Since Senate Republicans announced their school funding plan last week, they have consistently touted it as having increased school funding, going as far as calling the increase unprecedented.
But the fact is, it’s only an increase when you squint your eyes and do some mathematical gymnastics.
When you directly compare the plans — something that requires backing out transportation and career tech funding (which the Governor did not include in his budget numbers) — the Senate plan actually provides $80 million less funding than the Governor’s initial proposal. The only way it counts as an increase is if you compare it to the House plan, which cut $200 million from the Governor’s plan.

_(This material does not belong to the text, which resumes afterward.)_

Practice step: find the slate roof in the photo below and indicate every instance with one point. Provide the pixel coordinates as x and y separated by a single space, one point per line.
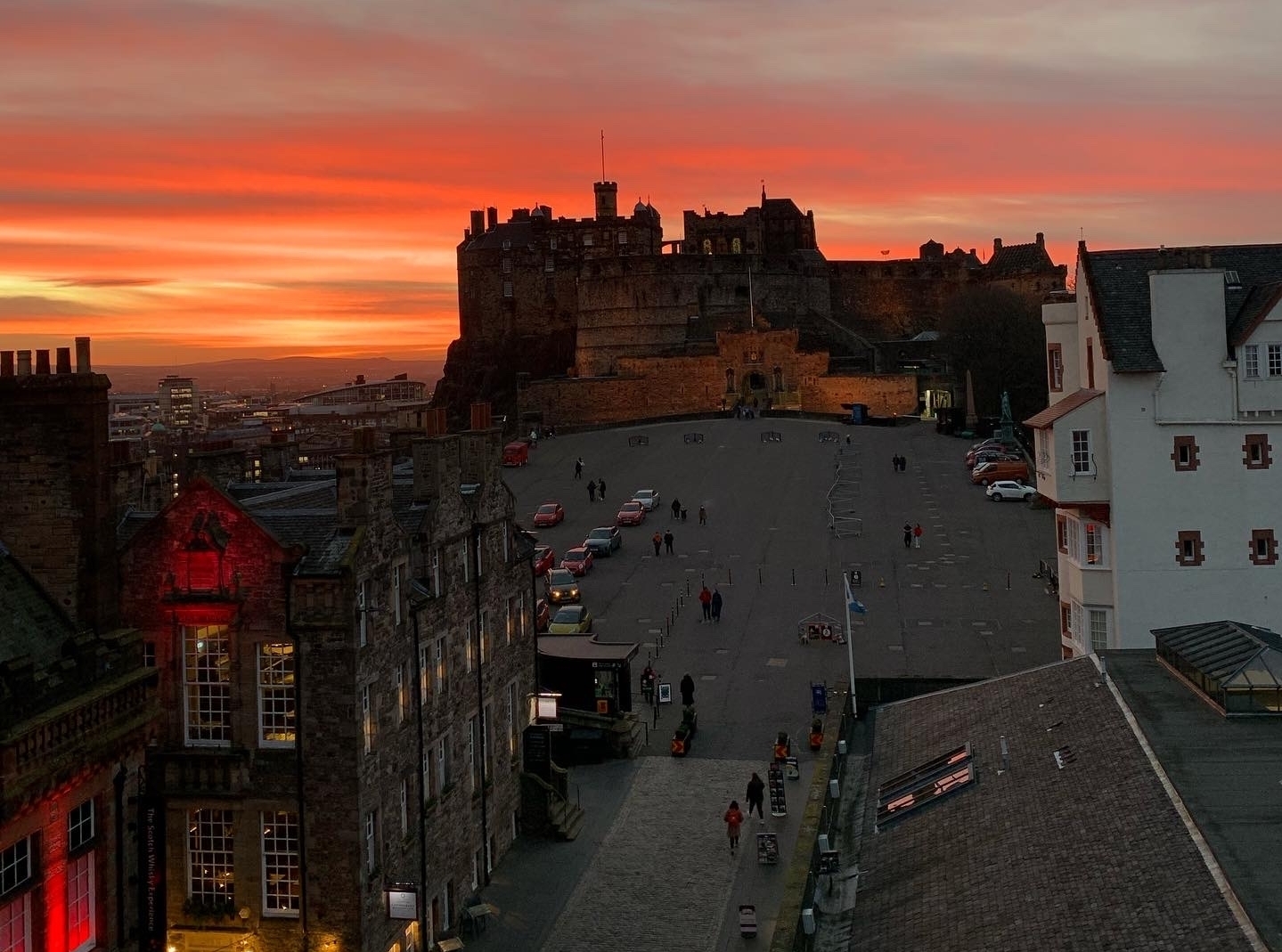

In all three cases (the Governor’s budget or the House or Senate modifications), funding for education is significantly below where it was in fiscal years 2010 and 2011. The only way legislators can claim to increase funding is when they compare to the past two-year budget (FYs 2012-2013) which contained historic cuts to education totaling $1.8 billion. In total, this budget restores less than $1 billion of that amount, leaving most districts below where they were in 2010-2011.
Without full restoration of the 2012-13 cuts, districts are faced with a choice of making painful cuts or raising taxes. According to Policy Matters Ohio, 82% of districts have cut staff, 43% have increased class sizes and 23% have reduced course offerings. Our research found that $1.1 billion in new operating funds for schools have appeared on local ballots since Governor Kasich first proposed these cuts.
Beyond the statewide numbers, another way to look at the budget is how individual districts fare. Under the Senate plan, 154 districts will receive less money in FYs 2014-15 than they got in FY 13. This is up from 126 districts that were cut in the House plan.
Is there a greater indictment of a plan’s unconstitutionality than putting more money in it, but shorting more districts? I can’t think of one.
The Senate is set to finalize its changes to the budget this afternoon, after which a conference committee will be assigned to work out the differences with the House. The bill must be signed by the Governor by June 30.